#BookBeginnings The Janes by Louisa Luna

So excited to be able to join Book Beginnings on Fridays. I’m reading The Janes by Louisa Luna today.

Book Beginnings is a fun meme hosted by Rose City Reader blog. To participate, share the first sentence or so of a novel you are reading and your thoughts about it. When you are finished, add your URL to the Book Beginnings page linked above. Hope to see you there!



The Janes* by Louisa Luna

(*Amazon Affiliate link)

Summary:  The second Alice Vega novel travels to the San Diego area where the bodies of two young women have been found. Lacking identification, one of the girls is clutching a slip of paper with Alice Vega’s name on it. She calls in her partner from a previous case in Pennsylvania, Max Caplan, and together they begin to piece together what happened to the girls while trying to prevent anyone else from meeting the same fate.

First Sentence:

Meet our girl:  seventeen, arrived here a year ago from a rough and dusty town in Chiapas, considered pretty by most standards because she is young, her face unmarked by scars or wrinkles, her body boasting the tender snap of fresh muscle.


Did you notice the way the author used “our girl” for the victim? It continues throughout the scene, not just in the first line.  I wasn’t completely sure whether it made the reader empathize with the girl or if it created the impression that she was being described by someone who treated her like a possession.

How did it strike you?


The Friday 56 is hosted by Freda’s Voice. The premise is simple. Turn to page 56 in the book and pick a quote.


The wife tilted back on her heels and then steadied herself. She struggled against the doctor for a moment but then didn’t fight.

In this scene, Cap is watching a couple of suspects.

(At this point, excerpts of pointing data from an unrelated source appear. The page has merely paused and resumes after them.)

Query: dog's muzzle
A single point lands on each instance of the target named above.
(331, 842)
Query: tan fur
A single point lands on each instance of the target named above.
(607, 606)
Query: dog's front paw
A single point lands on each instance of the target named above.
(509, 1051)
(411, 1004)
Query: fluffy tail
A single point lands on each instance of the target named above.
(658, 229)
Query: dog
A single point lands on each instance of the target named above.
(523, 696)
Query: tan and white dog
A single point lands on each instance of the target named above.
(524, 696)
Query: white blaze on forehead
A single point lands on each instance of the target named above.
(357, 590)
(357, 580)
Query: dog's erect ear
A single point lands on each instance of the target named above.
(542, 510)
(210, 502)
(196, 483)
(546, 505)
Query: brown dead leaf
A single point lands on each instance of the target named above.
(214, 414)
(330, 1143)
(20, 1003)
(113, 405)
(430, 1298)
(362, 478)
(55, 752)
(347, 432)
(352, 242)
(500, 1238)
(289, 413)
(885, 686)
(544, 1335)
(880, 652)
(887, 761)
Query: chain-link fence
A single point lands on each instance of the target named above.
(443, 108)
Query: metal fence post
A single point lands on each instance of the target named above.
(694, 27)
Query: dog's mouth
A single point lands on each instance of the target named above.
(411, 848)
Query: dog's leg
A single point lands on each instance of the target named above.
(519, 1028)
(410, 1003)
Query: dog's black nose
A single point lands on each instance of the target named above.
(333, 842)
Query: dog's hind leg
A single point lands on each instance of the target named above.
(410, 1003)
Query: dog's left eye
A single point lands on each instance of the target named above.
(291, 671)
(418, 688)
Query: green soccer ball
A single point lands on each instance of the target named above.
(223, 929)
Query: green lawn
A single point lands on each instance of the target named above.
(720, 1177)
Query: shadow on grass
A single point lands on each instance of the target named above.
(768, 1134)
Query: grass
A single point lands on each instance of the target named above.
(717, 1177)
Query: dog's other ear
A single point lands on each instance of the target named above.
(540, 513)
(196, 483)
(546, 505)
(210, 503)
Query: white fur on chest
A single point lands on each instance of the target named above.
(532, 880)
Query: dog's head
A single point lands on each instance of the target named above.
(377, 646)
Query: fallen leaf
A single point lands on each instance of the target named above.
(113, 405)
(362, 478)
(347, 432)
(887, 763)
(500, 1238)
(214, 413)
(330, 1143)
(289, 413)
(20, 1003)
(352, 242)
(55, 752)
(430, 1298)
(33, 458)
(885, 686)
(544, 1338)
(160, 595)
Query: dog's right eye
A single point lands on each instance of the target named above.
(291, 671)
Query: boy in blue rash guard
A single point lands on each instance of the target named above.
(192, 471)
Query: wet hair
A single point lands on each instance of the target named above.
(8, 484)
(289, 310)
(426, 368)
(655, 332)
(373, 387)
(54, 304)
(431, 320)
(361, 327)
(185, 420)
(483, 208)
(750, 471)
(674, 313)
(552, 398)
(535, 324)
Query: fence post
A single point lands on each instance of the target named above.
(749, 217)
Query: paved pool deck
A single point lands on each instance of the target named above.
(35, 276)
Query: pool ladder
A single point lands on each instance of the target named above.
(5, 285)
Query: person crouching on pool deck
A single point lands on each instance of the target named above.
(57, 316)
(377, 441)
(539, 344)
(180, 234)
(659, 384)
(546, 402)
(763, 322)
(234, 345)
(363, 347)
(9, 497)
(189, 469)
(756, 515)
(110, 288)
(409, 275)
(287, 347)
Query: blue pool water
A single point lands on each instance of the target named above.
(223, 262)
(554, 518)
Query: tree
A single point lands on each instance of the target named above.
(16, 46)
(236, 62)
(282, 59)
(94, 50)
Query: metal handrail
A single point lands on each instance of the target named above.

What do you think? Have you read anything by Louisa Luna?


  1. Anne@HeadFullofBooks

    I am often intrigued when authors use a literary technique like “our girl”. It becomes part of the mystery. My Friday Quotes

  2. Konna @ The Reading Armchair

    Our girl definitely has a special ring to it. It helps you empathize with her, I guess, so that you can later feel a greater shock.

  3. Ashley S.

    I think “our girl” helps to instantly make the reader connected to her and more invested in what happens to her.

  4. Freda Mans-Labianca

    I’m definitely intrigued!! Happy weekend, stay safe!

  5. Literary Feline

    That is interesting–the use of “our girl”. I’d be curious to know more. Of course, this is already a book on my wish list. 🙂 I hope you are enjoying The Janes. Have a great week!

  6. Becki

    ‘Our girl’ is an odd subject identifier. Especially as a plural possessive? Kinda creepy, depending on what happens to her. Interesting book – thanks for sharing!

  7. Sammie @ The Bookwyrm's Den

    Oh, that’s interesting. I thought “our girl” was the protagonist at first. Hmm. I like the almost distant, narrative voice feel of it, though I do wonder if, throughout the book, it would create a distance from the victim rather than eliciting empathy for them? Or if it has the opposite effect and almost gives the reader ownership and stake in the story by making the relationship to the victim a possessive one. Really got me thinking here, and I enjoy it!